Artisans in Karnataka in dire straits as market shrinks for handicraft
Handicraft artisans throughout Karnataka are in dire straits having been rendered jobless by the virulence of the second wave of COVID-19 which has devastated the sector.
Not solely have main workshops and studios that engaged skilled craftsmen shut down resulting from lack of orders, however there aren’t any takers to clear even the present inventory of handicraft articles.
No assist from govt.
The affiliation representing the artisan group has appealed to the federal government to present them monetary help to assist tide over the disaster. But to date their requests have been greeted with a deafening silence.
“The artisan community at Karakushalanagar in Mysuru has over 1000 families specialising in different art forms but mainly wooden inlay works. But they have reached a point where securing even two square meals a day is difficult and nobody is rendering them any assistance as orders have dried up and there is no work,” mentioned S. Ramu, President, Karnataka State Handicrafts Manufacturers Association. At least 15% to twenty% have taken to promoting greens or entered the development sector to work as each day wagers, he added.
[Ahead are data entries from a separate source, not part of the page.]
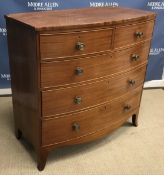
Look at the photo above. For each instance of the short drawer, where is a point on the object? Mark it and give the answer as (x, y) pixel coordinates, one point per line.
(75, 43)
(131, 34)
(66, 100)
(67, 127)
(56, 73)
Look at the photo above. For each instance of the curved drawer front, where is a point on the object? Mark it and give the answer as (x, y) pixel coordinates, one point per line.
(56, 130)
(75, 43)
(131, 34)
(66, 100)
(58, 73)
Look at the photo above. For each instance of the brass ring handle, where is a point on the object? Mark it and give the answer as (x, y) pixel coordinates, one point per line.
(80, 46)
(127, 107)
(131, 82)
(76, 126)
(139, 34)
(135, 57)
(78, 100)
(79, 71)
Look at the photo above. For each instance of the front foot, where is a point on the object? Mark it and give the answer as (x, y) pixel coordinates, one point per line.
(42, 158)
(135, 120)
(18, 134)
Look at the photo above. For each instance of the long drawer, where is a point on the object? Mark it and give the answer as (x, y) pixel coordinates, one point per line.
(56, 73)
(66, 100)
(56, 130)
(75, 43)
(131, 34)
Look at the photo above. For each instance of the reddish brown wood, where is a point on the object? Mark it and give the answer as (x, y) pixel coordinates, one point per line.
(60, 129)
(78, 18)
(60, 101)
(42, 155)
(126, 35)
(93, 66)
(64, 44)
(44, 43)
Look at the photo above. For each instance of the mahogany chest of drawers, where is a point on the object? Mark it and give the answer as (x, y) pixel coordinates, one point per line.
(76, 75)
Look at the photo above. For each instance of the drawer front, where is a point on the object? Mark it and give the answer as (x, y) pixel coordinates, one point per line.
(75, 43)
(67, 127)
(127, 35)
(58, 73)
(66, 100)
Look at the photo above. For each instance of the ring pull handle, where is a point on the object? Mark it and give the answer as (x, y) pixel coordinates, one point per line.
(131, 82)
(139, 34)
(80, 46)
(135, 57)
(127, 107)
(77, 100)
(79, 71)
(76, 127)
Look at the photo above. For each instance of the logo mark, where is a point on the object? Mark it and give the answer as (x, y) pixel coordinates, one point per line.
(42, 5)
(6, 76)
(104, 4)
(156, 51)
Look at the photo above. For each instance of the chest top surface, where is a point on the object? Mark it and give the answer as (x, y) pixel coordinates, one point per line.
(86, 17)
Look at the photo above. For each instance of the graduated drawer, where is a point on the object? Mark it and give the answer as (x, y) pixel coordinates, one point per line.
(56, 73)
(66, 100)
(67, 127)
(75, 43)
(131, 34)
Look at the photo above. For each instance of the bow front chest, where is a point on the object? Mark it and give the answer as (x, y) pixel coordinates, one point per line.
(76, 75)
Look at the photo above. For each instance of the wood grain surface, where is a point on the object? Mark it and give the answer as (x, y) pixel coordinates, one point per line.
(57, 73)
(62, 100)
(77, 18)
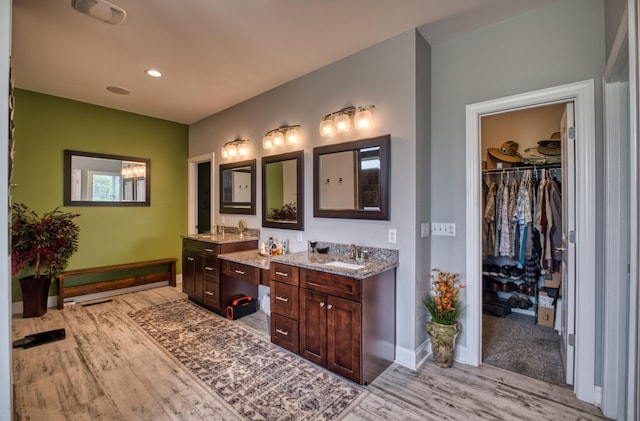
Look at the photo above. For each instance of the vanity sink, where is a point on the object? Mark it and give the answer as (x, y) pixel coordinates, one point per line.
(344, 265)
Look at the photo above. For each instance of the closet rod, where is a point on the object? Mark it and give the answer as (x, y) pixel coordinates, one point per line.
(522, 169)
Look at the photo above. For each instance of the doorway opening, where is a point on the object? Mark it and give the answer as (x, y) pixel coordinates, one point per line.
(201, 185)
(578, 322)
(522, 215)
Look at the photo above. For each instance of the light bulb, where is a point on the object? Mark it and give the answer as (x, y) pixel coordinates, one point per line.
(326, 127)
(343, 123)
(277, 138)
(232, 150)
(243, 149)
(292, 136)
(363, 119)
(267, 142)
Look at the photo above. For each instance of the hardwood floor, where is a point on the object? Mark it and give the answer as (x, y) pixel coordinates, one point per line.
(108, 369)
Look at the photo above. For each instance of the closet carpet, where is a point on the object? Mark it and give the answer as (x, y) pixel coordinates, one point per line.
(517, 344)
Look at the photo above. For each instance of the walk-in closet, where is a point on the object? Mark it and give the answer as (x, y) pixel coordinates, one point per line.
(522, 214)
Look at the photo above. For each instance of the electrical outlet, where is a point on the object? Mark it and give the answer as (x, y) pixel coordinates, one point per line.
(443, 229)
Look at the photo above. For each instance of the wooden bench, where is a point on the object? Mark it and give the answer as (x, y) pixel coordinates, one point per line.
(74, 291)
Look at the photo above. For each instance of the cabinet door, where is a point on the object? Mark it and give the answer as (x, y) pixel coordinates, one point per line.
(313, 326)
(344, 337)
(192, 275)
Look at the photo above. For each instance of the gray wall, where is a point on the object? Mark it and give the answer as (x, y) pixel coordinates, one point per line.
(559, 44)
(383, 75)
(613, 13)
(6, 380)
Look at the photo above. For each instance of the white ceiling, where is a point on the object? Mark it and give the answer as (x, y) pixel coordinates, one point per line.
(216, 53)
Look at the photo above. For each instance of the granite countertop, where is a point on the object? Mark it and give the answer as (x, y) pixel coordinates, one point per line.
(221, 238)
(247, 257)
(317, 261)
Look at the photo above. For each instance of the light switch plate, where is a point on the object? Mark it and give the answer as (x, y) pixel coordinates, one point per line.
(392, 236)
(443, 229)
(424, 229)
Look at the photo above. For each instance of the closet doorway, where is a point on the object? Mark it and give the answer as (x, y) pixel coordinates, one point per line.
(581, 336)
(522, 215)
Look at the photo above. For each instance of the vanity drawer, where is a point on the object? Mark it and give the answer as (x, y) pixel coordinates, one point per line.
(284, 332)
(210, 249)
(241, 271)
(331, 284)
(211, 269)
(284, 299)
(212, 294)
(285, 273)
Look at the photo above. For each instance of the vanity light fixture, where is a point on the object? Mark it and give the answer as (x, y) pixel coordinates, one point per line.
(340, 121)
(278, 137)
(237, 147)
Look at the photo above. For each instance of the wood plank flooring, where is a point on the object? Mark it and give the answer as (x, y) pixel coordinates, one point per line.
(108, 369)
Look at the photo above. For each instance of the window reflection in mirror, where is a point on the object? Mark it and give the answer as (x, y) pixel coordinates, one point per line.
(92, 179)
(351, 179)
(282, 191)
(237, 187)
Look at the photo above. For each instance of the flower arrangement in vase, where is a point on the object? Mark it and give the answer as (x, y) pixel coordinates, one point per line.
(45, 244)
(444, 306)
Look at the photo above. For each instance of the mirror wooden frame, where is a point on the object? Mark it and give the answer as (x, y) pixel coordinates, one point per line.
(298, 156)
(242, 208)
(68, 162)
(384, 142)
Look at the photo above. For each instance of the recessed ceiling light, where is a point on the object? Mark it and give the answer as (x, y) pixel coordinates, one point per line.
(153, 73)
(118, 90)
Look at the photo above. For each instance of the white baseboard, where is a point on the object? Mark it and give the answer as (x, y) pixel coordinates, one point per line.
(52, 302)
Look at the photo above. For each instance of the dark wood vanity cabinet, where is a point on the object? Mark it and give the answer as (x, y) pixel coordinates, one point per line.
(201, 278)
(284, 306)
(344, 324)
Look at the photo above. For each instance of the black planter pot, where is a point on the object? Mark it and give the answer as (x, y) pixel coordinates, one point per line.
(35, 293)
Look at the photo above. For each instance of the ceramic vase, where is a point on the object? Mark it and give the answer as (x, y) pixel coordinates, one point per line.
(443, 342)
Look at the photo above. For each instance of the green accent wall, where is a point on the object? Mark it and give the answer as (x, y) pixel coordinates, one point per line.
(46, 125)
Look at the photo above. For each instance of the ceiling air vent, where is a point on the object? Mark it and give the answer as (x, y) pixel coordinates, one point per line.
(101, 10)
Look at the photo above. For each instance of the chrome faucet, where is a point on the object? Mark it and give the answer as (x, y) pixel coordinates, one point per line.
(353, 251)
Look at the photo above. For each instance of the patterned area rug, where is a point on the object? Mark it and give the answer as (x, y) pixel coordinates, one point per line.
(258, 379)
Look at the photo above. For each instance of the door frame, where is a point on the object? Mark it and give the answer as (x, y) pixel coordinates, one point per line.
(192, 195)
(583, 95)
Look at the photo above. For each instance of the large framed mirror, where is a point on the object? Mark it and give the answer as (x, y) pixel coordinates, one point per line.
(351, 180)
(282, 191)
(95, 179)
(238, 187)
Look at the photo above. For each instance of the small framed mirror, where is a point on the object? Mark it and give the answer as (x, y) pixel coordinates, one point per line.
(94, 179)
(282, 191)
(351, 180)
(238, 187)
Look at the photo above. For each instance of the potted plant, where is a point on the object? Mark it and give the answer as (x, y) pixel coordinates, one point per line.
(44, 244)
(444, 306)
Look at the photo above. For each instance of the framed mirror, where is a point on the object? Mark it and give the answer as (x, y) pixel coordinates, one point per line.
(238, 187)
(94, 179)
(351, 180)
(282, 191)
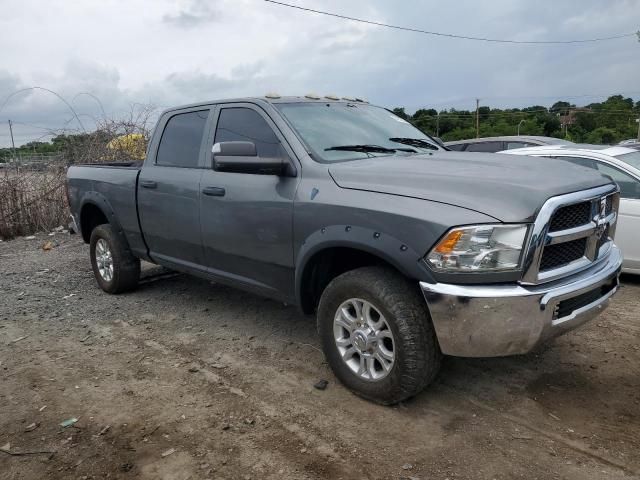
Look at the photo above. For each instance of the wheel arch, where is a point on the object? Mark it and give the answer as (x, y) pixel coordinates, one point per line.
(96, 210)
(336, 250)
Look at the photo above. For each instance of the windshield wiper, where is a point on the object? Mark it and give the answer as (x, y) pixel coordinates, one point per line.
(414, 142)
(362, 148)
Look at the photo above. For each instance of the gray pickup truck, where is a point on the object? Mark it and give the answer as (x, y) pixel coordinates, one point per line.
(404, 250)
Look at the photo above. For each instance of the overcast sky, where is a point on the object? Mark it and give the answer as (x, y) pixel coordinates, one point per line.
(168, 53)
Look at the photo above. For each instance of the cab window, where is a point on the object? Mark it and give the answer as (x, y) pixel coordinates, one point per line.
(181, 140)
(245, 124)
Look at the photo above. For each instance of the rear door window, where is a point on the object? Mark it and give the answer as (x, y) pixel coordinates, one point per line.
(182, 139)
(485, 147)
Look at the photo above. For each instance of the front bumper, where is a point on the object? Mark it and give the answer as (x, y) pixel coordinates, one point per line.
(498, 320)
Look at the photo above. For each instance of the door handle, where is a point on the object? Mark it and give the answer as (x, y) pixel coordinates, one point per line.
(214, 191)
(148, 184)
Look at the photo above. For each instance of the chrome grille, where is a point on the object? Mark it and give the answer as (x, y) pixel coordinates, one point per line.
(570, 216)
(571, 233)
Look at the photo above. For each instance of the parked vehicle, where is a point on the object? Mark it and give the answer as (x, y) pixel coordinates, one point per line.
(620, 163)
(497, 144)
(404, 251)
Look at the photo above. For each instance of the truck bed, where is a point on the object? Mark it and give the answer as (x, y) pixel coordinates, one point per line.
(112, 187)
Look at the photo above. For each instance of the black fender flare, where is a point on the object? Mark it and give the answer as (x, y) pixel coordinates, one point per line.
(100, 201)
(378, 243)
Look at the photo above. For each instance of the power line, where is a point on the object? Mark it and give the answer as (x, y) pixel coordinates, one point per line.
(451, 35)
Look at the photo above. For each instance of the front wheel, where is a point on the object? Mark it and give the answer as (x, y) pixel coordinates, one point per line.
(114, 266)
(377, 335)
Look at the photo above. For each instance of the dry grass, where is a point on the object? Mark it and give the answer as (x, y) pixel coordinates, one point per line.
(35, 200)
(32, 201)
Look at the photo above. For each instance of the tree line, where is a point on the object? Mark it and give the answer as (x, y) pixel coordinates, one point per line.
(605, 122)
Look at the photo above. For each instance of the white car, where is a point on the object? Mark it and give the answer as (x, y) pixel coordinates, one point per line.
(620, 163)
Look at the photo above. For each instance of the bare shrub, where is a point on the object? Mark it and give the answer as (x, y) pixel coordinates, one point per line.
(33, 195)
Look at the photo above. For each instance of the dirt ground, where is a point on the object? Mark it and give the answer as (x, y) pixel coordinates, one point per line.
(185, 379)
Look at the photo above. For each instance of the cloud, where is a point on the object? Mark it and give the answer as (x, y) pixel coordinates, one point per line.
(169, 54)
(196, 13)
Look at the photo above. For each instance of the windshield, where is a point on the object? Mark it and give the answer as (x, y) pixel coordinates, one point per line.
(632, 159)
(331, 129)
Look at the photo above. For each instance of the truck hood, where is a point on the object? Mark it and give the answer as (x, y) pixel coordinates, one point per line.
(510, 188)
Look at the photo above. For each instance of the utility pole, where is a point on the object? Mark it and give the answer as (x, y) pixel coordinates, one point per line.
(13, 145)
(477, 118)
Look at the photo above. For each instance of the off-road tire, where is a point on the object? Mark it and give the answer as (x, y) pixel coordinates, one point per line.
(418, 355)
(126, 267)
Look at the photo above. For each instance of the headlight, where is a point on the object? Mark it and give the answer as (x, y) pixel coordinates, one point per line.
(479, 248)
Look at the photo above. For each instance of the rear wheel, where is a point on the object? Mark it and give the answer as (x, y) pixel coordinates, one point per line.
(114, 266)
(377, 335)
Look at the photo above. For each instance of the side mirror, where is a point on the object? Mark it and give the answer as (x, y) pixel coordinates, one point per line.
(242, 157)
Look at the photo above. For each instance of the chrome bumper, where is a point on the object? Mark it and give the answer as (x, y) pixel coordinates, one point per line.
(493, 321)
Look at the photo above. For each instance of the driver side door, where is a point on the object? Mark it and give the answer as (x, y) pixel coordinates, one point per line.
(247, 218)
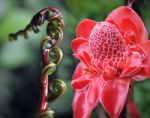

This challenge was not addressed when a package deal was introduced for completely different sectors in 2020 and the identical repeated in 2021. “We met Chief Minister B.S. Yediyurappa and other ministers but no body has responded so far,” he added.
N. Kumar of the Karnataka Artisans Welfare Association mentioned there weren’t lower than 25,000 registered artisans throughout the State and this interprets to round 1.5 lakh individuals who have been depending on their earnings for livelihood. “We have artisan community and townships in Channapatana, Bidar, Sagar, Kumta etc and the situation is dire in all these places,” Mr. Kumar added.
Even if the State lifts the lockdown there is no such thing as a glimmer of hope in the quick future as handicrafts and furnishings shall be perceived to be a luxurious in occasions of economic crunch wrought by uncertainty resulting from job loss. “The last finished handicraft article I sold was more than four months ago when the situation had slightly eased and there were signs of recovery. But even before the work could stabilize the second wave swept away the marginal gains that the sector had notched,” mentioned Mr. Ramu.
While the financial situation of these promoting the wares to emporiums or exporting is dire, there are a whole bunch of artisans who have been engaged in promoting inlay works, mementoes, carvings and so on to vacationers in completely different elements of the State. Mysuru which acquired round 3.5 million vacationers per 12 months in the pre-pandemic occasions, supported the artisan group by fuelling demand for handicrafts. But with tourism having come to a standstill the artisans are watching an unsure future.